Tra i film più famosi sui tatuaggi figura sicuramente Memento (2000) di Christopher Nolan. In seguito a un attacco subito da due uomini con il volto coperto, che avevano stuprato e ucciso la moglie, il protagonista Leonard Shelby è affetto da un disturbo della memoria. Non è quindi in grado di immagazzinare nuove informazioni per più di un paio minuti.


Per cercare di sopperire a questa mancanza, Leonard scrive e prende appunti il più possibile su post-it, foto e perfino sulla propria pelle. Sceglie, addirittra, di auto-tatuarsi informazioni che ritiene essenziali. Il suo corpo è infatti ricoperto da numerosi tatuaggi che gli forniscono indicazioni su cosa è successo nel suo recente passato e cosa dovrà ricordarsi di fare.
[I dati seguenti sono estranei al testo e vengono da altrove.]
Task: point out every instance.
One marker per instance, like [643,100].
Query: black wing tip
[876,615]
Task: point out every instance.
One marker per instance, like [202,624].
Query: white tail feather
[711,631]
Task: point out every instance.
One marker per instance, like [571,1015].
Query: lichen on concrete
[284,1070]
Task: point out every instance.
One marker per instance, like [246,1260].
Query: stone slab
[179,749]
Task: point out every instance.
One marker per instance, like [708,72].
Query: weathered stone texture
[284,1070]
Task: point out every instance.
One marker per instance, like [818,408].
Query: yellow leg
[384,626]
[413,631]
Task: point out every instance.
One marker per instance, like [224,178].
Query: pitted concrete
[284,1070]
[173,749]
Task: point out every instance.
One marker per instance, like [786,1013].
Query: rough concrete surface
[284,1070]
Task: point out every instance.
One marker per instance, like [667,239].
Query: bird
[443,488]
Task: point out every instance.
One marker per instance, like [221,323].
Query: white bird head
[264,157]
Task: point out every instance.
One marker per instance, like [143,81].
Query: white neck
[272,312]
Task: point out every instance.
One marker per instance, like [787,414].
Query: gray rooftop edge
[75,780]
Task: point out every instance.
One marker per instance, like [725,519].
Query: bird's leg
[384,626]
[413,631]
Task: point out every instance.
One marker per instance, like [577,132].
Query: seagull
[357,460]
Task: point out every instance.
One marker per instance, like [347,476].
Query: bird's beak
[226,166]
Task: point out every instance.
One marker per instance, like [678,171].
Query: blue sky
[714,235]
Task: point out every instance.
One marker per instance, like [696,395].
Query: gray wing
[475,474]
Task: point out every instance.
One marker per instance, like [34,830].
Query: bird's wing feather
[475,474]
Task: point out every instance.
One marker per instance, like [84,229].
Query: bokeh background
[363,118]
Una storia forse meno fantasiosa ma basata su eventi reali è invece quella narrata in L’uomo che vendette la sua pelle (2020) di Kaouther Ben Hania. La trama è ispirata all'opera d'arte moderna Tim (2006) dell'artista belga Wim Delvoye, che ha anche un cameo nel film.


In cambio dei soldi e dei documenti necessari a immigrare legalmente in Belgio, il protagonista siriano Sam accetta la proposta di un controverso artista: farsi tatuare un Visto Schengen sulla schiena e venire esposto nei più grandi musei del mondo come opera d'arte vivente.